Our Iranian friends were hardly new to Western ideas or Western ways. But the inside of a Catholic Church had to be another matter. If they did not look out of place, they must have felt it. Yet no one could have been more respectful. They took interest in every aspect of the liturgy. They were courteous and respectful people to begin with, and I think something in their cultural upbringing told them that a guest defers to his host.

The stereotypical post-9/11 view of someone raised a Muslim is that he would be vengeful, even brutal. Yet Rahim was the kindest, gentlest man I’ve ever known, and some part of him, I suspect, was a Muslim still. And Golpar, however dismissive of Islam, was proud to call herself Iranian. Both wanted to be American citizens. But neither was ever going to become a Christian, much less a Roman Catholic. And yet, for one brief hour, they wanted to share an experience that had once meant something to me.

In their quiet observance of a Mass, I sensed what I did not always sense in myself -- a regard for what transcends our daily lives. As Westernized as they were, they had not bought in completely to the Western idea of success. They might admire a BMW, but it was brains and decency they admired more. They had come to the United States because they wanted a freer life for their daughter, not because they were so enamored of American culture.

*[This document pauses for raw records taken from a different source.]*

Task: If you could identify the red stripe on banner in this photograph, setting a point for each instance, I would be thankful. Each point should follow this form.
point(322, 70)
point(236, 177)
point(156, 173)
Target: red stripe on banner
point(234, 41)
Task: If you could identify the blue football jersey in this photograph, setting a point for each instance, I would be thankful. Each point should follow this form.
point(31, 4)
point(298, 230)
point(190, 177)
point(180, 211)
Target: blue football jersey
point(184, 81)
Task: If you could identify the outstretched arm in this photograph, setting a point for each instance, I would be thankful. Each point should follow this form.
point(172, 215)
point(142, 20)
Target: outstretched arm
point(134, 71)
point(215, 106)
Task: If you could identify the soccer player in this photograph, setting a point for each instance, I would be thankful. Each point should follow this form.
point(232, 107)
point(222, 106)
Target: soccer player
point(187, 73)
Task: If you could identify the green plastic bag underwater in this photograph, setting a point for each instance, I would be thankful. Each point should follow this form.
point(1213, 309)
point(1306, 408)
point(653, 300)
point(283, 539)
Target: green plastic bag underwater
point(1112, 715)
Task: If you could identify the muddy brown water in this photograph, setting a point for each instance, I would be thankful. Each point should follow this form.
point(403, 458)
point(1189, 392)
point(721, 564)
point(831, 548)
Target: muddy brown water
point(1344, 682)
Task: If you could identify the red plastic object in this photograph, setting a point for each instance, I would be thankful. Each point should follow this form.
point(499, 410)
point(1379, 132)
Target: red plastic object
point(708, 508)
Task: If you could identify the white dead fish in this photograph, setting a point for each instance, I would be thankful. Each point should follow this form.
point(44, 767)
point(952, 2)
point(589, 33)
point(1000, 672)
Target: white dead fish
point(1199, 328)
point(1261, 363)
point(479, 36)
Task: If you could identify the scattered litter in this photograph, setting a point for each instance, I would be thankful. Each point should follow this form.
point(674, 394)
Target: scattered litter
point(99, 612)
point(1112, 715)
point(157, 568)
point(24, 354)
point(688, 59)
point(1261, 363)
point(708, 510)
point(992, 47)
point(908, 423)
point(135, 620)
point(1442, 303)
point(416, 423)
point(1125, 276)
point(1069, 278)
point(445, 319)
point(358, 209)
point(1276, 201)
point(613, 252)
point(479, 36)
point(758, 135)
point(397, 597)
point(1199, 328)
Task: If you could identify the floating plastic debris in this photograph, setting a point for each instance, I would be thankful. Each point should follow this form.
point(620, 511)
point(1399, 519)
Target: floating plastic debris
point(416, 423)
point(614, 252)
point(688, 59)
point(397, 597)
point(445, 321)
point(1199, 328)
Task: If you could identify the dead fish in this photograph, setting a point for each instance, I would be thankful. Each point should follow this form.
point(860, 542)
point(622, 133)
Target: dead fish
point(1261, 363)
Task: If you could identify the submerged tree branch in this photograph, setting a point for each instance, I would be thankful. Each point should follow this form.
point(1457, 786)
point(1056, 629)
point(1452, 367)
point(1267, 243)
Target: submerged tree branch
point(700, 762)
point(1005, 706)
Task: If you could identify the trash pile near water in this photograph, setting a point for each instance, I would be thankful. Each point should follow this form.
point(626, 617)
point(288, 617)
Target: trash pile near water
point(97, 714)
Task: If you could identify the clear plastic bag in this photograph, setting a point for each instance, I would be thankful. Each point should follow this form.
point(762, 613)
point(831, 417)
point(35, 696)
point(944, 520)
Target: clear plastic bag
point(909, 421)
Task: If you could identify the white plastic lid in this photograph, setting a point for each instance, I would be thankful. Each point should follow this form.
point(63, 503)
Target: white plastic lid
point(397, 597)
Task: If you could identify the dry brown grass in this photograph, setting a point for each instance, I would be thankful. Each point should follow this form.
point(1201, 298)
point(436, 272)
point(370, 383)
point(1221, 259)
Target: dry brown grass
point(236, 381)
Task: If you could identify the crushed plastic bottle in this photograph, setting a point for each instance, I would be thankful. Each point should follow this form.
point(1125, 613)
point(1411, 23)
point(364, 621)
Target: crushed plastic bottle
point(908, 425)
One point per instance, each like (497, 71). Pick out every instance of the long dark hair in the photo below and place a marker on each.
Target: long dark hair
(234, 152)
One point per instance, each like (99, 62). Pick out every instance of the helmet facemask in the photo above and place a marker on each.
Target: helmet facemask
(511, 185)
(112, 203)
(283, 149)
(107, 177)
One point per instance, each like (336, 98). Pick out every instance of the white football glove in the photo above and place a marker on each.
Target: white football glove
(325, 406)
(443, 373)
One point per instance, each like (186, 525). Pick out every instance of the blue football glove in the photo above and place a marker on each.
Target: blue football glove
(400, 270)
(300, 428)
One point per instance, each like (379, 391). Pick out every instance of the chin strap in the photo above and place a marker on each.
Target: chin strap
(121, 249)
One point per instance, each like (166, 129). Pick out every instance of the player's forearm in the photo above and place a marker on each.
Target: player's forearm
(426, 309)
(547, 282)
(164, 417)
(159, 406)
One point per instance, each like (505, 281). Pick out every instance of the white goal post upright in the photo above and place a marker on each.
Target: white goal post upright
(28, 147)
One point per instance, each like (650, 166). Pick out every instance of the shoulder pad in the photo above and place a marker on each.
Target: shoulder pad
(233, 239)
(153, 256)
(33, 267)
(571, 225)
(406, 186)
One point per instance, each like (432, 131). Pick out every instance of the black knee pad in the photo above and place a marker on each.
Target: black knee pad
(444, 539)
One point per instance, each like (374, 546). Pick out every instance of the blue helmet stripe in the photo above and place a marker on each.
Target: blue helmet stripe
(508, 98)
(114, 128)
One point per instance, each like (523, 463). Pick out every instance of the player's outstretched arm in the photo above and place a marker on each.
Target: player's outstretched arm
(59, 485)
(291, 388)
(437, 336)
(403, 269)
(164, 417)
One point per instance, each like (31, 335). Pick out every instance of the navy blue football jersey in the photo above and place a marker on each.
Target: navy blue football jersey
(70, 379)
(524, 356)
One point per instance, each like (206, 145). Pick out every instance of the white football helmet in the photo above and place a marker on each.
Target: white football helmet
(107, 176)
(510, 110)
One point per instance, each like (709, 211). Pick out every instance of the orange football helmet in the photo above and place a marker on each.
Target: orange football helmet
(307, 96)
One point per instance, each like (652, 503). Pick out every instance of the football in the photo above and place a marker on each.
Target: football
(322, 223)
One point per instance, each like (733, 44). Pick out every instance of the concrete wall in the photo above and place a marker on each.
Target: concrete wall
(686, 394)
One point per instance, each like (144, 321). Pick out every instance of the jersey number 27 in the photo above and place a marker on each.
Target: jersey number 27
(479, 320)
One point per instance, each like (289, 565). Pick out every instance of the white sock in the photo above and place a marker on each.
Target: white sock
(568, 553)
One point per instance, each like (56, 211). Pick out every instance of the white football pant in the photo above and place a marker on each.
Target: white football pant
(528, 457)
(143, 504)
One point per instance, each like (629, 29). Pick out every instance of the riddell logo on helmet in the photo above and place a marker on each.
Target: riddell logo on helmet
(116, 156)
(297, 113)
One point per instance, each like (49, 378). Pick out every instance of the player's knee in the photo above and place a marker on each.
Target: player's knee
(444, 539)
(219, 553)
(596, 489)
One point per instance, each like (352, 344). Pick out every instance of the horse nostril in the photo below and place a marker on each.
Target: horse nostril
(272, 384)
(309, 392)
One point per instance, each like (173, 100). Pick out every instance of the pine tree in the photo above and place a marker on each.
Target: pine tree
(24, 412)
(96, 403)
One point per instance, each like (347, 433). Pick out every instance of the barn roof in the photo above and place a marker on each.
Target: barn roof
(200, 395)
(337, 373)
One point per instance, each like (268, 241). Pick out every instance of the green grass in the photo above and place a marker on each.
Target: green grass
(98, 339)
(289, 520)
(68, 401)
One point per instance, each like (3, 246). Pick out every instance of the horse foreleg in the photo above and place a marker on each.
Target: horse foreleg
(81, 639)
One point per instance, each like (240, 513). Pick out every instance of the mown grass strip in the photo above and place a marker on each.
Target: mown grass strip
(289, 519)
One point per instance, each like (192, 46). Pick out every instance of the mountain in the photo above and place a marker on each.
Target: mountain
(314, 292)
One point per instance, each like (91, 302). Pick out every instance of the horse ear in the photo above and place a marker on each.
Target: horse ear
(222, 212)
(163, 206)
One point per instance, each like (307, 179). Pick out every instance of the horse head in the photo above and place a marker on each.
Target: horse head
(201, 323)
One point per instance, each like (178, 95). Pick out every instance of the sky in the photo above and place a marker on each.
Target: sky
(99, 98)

Who knows what they took away from a midnight Mass. The varieties of religious experience, to borrow the title of William James’ great book, are individual and infinite. We all went home and went to bed, and on Christmas morning the sun’s light seeped over the trees, bright as a welder’s torch. As the sun rose, even the weak of faith could harbor the faint hope that religion might one day bring concord rather than discord. It might even bring about a willingness to let others believe what they are impelled to believe. It would be expecting a lot, of course. But what is Christmas for?